Corkage is a rarely used privilege. It is tolerated by many restaurateurs (who would obviously prefer you buy a wine from their list) and even encouraged by some as a way to entice people to dine out. It is also controversial, opposed by wine wholesalers who fear a dent in sales. Virginia did not approve corkage until 2011; Maryland followed a year later.
The District has long been amenable to corkage, imposing a $25 maximum on the per-bottle fee a restaurant can charge. (The fee is intended to cover the cost of service and glassware.) But the Restaurant Association Metropolitan Washington lobbied to allow restaurants to set their own fees, provided customers are informed in advance.
“Our members were always puzzled as to why the law set pricing on corkage,” Andrew Kline, legislative counsel for the RAMW, said in an e-mail interview. “After investigating, we determined that it was a consumer issue that arose when a patron complained they were charged a large sum for corkage and had no idea of the amount when they asked for corking. We thought the simple solution was to require advance disclosure of the fee before the wine is uncorked, and leave pricing to the marketplace. Indeed, that is exactly what the new regulations require.”

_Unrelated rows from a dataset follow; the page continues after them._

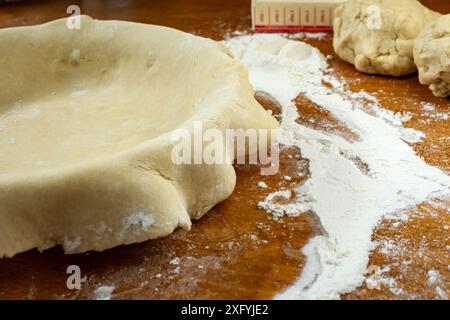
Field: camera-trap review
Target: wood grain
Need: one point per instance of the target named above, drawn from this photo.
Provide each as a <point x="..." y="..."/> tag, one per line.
<point x="237" y="251"/>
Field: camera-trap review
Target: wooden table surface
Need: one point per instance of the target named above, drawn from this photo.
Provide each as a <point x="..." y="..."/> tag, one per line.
<point x="236" y="251"/>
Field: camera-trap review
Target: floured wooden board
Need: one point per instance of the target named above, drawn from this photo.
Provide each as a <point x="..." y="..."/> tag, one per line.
<point x="237" y="251"/>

Restaurants are not required to offer the service, but some might try to discourage BYO customers with a high fee rather than reject them altogether. “As long as there is disclosure, it seems to RAMW the pricing is a matter between restaurants and their patrons,” Kline said.
The amended regulation was published Friday and took effect Aug. 14, said Jessie Cornelius, a spokeswoman for the D.C. Alcoholic Beverage Regulation Administration.
The change sparked a public relations kerfuffle for Del Campo, the meat-lovers’ paradise in Penn Quarter, which changed its corkage policy before the amendment took effect. A dissatisfied diner complained on Post food critic Tom Sietsema’s online chat that the corkage fee — $25 on a previous visit — had increased to $50 and that he had not been alerted to that change until the bill came.
“When we asked the manager, she said that there had been a change in D.C. law and that was now the charge,” the chatter wrote. “When we discussed this with a second manager, we were told that the fee was high so as to encourage diners to explore [the restaurant’s] list.”
Del Campo’s chef-owner, Victor Albisu, responded during the chat, reflecting the frustration of a restaurateur who has compiled an interesting wine list only to have customers bring their own: “We have experienced diners bringing more than five bottles without prior notice, and it can be contrary to the spirit of allowing someone to bring a special bottle or two to accompany their dinner,” he said. “We’ve generally been very liberal with our corkage policy and are happy to work with our guests if they talk to us ahead of time about their plans.”
In response to my inquiry, Albisu said through a spokeswoman that he has since lowered his corkage fee to $25, with a two-bottle limit for parties of six. Requests from larger parties will be considered case by case.
“Like many restaurants, wine is both a significant part of our revenue and dining experience,” he said. “We ask that guests who wish to bring wine to enjoy at Del Campo choose something that is not already part of our extensive wine list, which has been curated to pair with our menu.”
That’s good corkage etiquette for anyone taking wine to a restaurant: Call ahead and ask the policy and fee, and don’t carry in something that’s on the list.